We can agree not to bicker over the inherent stupidity of having tiers like “web” vs. “tablet.” That sort of foolishness is left as an exercise for you, the apparent fool. But I will say: charge for the app but then make it the best way anyone can imagine for accessing the single-priced, dumb pipes version of your content.
That said, what I don’t see is that I, the potential online subscriber, will be getting much of anything in return for my hard earned dollars (other than baseline access, of course).
So here’s a short list of what I, the paying subscriber, expect from you:
1) Access to all articles as a single page by default.

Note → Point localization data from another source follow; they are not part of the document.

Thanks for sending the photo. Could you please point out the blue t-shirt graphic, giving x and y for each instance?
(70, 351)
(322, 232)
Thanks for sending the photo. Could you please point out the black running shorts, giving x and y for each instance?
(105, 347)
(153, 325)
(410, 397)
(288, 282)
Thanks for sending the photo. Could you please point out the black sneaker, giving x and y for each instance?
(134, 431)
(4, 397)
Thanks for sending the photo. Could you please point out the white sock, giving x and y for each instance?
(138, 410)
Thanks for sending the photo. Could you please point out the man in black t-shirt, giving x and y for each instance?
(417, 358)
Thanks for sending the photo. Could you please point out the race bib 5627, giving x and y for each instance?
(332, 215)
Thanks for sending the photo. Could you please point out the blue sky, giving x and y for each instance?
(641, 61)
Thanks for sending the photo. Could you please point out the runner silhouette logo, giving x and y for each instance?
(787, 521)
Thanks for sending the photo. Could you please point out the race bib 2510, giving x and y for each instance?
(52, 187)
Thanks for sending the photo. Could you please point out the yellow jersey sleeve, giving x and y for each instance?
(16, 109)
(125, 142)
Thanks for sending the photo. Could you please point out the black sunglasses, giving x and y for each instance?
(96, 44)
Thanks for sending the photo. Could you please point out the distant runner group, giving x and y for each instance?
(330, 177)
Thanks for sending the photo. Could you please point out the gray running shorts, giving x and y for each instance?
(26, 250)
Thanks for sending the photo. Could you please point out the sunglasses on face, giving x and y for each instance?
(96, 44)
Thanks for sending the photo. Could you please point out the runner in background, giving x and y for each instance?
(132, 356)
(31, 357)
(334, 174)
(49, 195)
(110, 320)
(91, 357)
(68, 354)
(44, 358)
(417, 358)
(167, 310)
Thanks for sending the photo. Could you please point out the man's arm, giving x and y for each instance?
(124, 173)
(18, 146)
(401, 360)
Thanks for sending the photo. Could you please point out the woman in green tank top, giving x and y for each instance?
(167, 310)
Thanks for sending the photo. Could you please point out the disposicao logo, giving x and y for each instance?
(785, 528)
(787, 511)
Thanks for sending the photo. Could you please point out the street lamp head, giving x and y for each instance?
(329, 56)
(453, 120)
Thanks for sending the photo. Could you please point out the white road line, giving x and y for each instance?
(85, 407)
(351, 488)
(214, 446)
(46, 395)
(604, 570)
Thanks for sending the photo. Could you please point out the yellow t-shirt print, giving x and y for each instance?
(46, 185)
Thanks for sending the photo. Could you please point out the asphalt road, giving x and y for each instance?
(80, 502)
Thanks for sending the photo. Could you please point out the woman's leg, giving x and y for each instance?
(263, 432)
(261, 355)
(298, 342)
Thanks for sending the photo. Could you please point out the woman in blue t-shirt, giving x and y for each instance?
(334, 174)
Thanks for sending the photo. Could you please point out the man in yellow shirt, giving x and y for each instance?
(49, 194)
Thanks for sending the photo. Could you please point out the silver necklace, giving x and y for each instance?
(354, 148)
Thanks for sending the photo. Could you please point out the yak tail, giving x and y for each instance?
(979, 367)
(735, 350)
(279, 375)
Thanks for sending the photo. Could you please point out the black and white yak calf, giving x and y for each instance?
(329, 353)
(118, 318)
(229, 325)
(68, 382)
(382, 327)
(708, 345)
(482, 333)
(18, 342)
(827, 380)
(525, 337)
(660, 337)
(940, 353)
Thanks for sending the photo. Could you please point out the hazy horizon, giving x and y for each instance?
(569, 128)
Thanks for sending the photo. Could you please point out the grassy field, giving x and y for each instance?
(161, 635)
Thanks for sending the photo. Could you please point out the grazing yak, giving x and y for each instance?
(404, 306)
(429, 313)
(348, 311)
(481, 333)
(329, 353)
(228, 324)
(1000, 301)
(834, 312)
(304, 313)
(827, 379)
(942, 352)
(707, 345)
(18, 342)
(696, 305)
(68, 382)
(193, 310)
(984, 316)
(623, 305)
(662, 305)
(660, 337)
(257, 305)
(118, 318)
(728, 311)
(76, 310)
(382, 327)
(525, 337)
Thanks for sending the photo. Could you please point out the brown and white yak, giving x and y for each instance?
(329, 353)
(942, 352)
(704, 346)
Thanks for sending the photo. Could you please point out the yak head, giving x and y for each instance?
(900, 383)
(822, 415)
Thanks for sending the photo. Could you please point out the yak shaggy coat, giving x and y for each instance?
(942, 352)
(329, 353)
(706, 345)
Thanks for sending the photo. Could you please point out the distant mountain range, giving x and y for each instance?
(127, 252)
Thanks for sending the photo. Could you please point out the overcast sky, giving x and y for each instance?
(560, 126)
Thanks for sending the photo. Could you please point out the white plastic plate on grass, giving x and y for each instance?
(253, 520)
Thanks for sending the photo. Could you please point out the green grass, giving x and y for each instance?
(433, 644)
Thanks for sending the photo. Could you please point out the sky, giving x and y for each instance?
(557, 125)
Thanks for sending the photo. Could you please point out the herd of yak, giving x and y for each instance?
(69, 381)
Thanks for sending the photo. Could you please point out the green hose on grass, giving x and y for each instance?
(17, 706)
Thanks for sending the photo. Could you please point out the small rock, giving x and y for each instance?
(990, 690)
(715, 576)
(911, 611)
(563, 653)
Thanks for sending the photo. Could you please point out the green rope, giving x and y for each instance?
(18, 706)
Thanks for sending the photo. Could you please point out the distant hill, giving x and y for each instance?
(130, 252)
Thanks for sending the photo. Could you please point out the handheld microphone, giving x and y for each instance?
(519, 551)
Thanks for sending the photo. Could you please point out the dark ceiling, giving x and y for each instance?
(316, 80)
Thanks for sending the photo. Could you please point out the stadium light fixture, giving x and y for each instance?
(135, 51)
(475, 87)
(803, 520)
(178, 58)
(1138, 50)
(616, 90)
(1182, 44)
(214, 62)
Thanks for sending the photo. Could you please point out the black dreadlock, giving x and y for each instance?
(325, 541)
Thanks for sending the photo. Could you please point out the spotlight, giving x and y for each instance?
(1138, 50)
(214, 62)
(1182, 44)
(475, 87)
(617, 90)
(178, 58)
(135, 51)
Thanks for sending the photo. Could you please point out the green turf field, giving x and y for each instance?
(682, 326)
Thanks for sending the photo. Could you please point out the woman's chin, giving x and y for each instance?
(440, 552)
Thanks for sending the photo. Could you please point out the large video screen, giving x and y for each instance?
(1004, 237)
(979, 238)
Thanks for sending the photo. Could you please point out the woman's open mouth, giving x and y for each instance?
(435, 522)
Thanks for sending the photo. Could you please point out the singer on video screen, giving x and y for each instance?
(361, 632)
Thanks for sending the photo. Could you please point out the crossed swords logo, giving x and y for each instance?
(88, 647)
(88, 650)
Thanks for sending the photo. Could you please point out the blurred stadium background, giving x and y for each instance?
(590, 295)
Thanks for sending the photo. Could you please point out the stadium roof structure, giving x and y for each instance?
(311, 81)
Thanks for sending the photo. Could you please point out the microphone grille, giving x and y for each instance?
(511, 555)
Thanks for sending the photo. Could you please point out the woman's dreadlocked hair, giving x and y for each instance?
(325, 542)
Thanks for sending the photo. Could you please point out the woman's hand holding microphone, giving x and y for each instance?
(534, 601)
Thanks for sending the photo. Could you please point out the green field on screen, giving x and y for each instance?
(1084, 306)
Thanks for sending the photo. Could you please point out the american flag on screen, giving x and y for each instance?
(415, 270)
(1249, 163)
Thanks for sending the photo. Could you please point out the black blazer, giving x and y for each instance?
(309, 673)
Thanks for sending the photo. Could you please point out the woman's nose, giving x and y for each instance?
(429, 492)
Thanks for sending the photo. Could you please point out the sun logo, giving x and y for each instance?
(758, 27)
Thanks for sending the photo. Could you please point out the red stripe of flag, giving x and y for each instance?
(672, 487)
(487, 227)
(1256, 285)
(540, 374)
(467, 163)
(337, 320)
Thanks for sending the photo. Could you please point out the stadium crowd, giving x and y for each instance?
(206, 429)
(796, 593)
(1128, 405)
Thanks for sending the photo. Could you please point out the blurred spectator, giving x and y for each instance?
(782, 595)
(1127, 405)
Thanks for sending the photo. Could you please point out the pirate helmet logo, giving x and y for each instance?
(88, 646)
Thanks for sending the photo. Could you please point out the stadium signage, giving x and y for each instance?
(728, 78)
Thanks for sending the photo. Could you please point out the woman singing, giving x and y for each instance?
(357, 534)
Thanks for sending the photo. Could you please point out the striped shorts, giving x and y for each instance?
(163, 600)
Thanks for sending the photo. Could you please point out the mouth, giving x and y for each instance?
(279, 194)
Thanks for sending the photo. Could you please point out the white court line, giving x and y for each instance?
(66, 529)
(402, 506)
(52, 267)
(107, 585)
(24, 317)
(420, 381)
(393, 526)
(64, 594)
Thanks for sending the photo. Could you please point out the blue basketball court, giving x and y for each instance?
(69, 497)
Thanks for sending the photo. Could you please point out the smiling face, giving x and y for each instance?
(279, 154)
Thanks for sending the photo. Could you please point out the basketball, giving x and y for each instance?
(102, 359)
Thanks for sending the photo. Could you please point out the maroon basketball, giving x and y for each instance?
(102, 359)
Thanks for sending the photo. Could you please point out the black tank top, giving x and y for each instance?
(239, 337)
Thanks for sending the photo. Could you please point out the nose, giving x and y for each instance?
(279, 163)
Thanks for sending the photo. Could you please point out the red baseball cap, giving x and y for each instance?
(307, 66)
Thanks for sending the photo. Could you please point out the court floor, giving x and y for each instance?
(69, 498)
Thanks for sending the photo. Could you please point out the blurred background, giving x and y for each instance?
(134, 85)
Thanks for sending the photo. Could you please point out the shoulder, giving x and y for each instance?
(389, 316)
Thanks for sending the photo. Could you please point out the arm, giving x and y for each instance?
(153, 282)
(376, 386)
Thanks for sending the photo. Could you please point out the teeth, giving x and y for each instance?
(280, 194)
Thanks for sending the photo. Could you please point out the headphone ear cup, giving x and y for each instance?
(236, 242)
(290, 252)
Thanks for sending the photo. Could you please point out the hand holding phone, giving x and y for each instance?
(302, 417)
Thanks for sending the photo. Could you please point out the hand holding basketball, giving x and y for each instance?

If I am mentally unstable enough to request articles be broken into several pages by default, then so be it; however, it is therefore sadly unlikely I am able to hold a job and pay for a subscription. But if you’re going to persist in this multipage CPM crap, then I, the subscriber, should get to choose whether or not I have to take part in it now that I’m paying for the privilege.
2) No content-obstructive ads, ever. I realize ads are a fact of life for you, me, and us, and I respect that they have to be there (just like they are in the physical paper, whether or not I subscribe to it). However, the physical paper does not suddenly and irrevocably wrap my head with a mandatory, inescapable, full page ad that then lingers for some length of time each time I pass one while reading the physical Times. Neither should the electronic version of that article. You are a content company, start respecting both your content and the prospective buyer of said content.
3) Mobile ads should furthermore be minimizeable. Pixels are precious on an iPhone or other small screened devices. If you are going to tier out “mobile” versions for special and exrtra cost over “web” versions, then you have to let me minimize the ad. I have seen your ad. Now let me drop it down or scroll it up so I can have a few more lines of text per page. In fact, since you love tiers so much, mobile is the one space where I should be able to purchase an entirely ad-free version for some additional fee. Those pixels are worth that much to me. At least give me the option to pay for them.
4) Finally: a subscriber should have access to full text RSS feeds of everything you publish.
That this is very little to ask is self-evident. That none of it will be granted is similarly self-evident. That none of these key, user favoring absences will be cited when the paywall fails to attract much in the way of a revenue stream is probably also all-too-self-evident. So it goes.